Sir Martin said technological upheaval in media, production and distribution, as well as activist investor pressure to cut costs on big consumer goods conglomerates such as Procter & Gamble and Nestlé, was weighing on WPP’s clients.
Sir Martin compared the challenging trading conditions with previous slumps in WPP’s 32-year history, pointing to difficult periods in 1991, 2001 and 2009. “Is it different this time? Sure. The marketplace has changed,” he said.
“You feel under pressure, of course you do,” he added. Asked if he was the right person to take the company forward, he replied: “From a personal point of view, of course. But that’s for others to decide.”
WPP’s shares have fallen more than a third in the past 12 months following two sales warnings. “This started for us at the end of the first quarter last year,” he told the Financial Times. “Up until then we were doing 3 per cent growth on the top line. Then we got walloped.”
The company’s business model, along with other big advertising groups, has been under attack on multiple fronts.

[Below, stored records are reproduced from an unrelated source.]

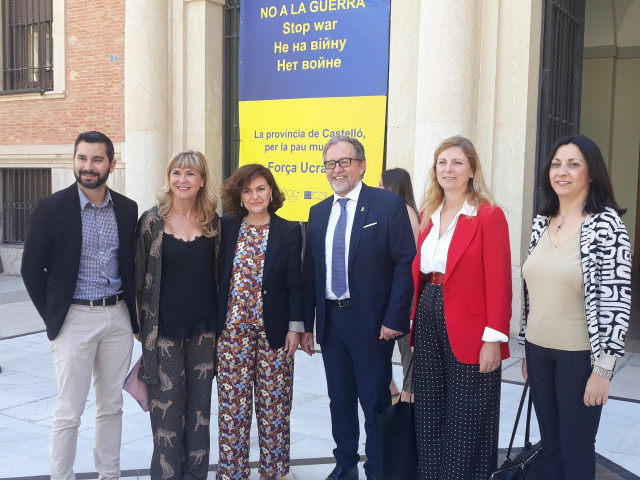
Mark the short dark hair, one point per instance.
(398, 181)
(357, 146)
(95, 137)
(243, 176)
(600, 190)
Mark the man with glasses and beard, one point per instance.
(358, 287)
(78, 269)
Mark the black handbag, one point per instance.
(523, 465)
(397, 439)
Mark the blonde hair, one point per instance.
(478, 192)
(206, 200)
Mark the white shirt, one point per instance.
(331, 228)
(434, 252)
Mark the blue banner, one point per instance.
(313, 49)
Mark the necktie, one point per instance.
(338, 275)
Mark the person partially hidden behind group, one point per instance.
(577, 305)
(176, 285)
(398, 181)
(462, 309)
(259, 322)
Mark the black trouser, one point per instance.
(457, 408)
(356, 371)
(568, 427)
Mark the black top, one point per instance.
(188, 300)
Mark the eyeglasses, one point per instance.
(343, 162)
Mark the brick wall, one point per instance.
(94, 85)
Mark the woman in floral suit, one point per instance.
(259, 323)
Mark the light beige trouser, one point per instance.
(94, 340)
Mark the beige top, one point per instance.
(556, 298)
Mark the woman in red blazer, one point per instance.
(462, 309)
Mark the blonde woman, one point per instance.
(462, 308)
(176, 254)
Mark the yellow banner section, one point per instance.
(287, 136)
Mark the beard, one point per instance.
(95, 181)
(342, 186)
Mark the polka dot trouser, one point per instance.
(457, 408)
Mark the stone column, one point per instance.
(147, 97)
(198, 82)
(476, 74)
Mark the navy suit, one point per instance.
(51, 258)
(357, 362)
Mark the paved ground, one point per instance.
(28, 394)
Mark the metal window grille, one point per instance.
(560, 78)
(27, 45)
(231, 129)
(21, 189)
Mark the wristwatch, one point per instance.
(601, 372)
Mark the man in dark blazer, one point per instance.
(78, 270)
(358, 287)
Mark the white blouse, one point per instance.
(435, 249)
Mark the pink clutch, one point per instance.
(136, 387)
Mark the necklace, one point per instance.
(561, 224)
(188, 215)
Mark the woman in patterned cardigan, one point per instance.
(577, 305)
(177, 240)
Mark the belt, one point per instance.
(344, 303)
(435, 278)
(101, 302)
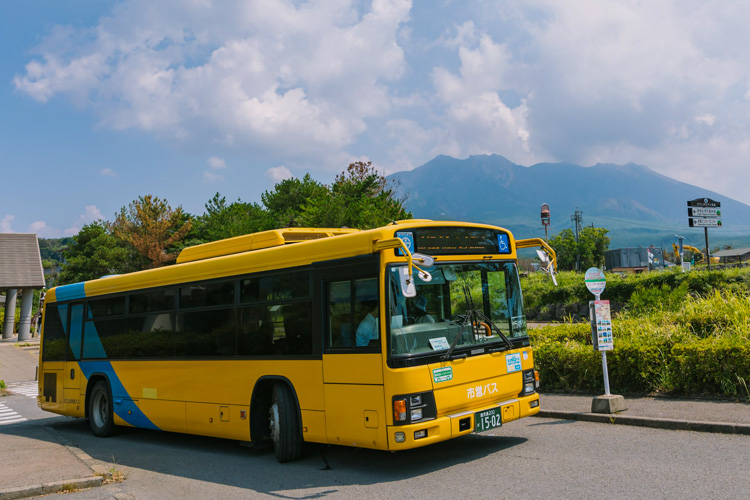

WPP’s multinational clients are cutting costs to bolster their profit margins amid pressure from activist investors. Google and Facebook have also been attracting a dominant share of the money businesses spend on online advertising campaigns, although this has not hit WPP, given that it puts significant client money to work on those platforms. Meanwhile, professional services firms such as Accenture have emerged as able competitors to the big agencies.
In addition, the biggest consumer brands in the world are putting pressure on advertising groups to simplify their complex structures, be more transparent with their billing and deliver more efficient digital campaigns in “brand safe” online environments.
P&G, one of WPP’s biggest clients, has pledged to “reinvent” its relationships with agencies as it seeks to take more control over how its marketing dollars are spent. The maker of Gillette razors and Pampers nappies has slashed the number of agencies it works with by 60 per cent and cut agency and production costs by $750m, a figure it expects to surpass $1bn in the next few years.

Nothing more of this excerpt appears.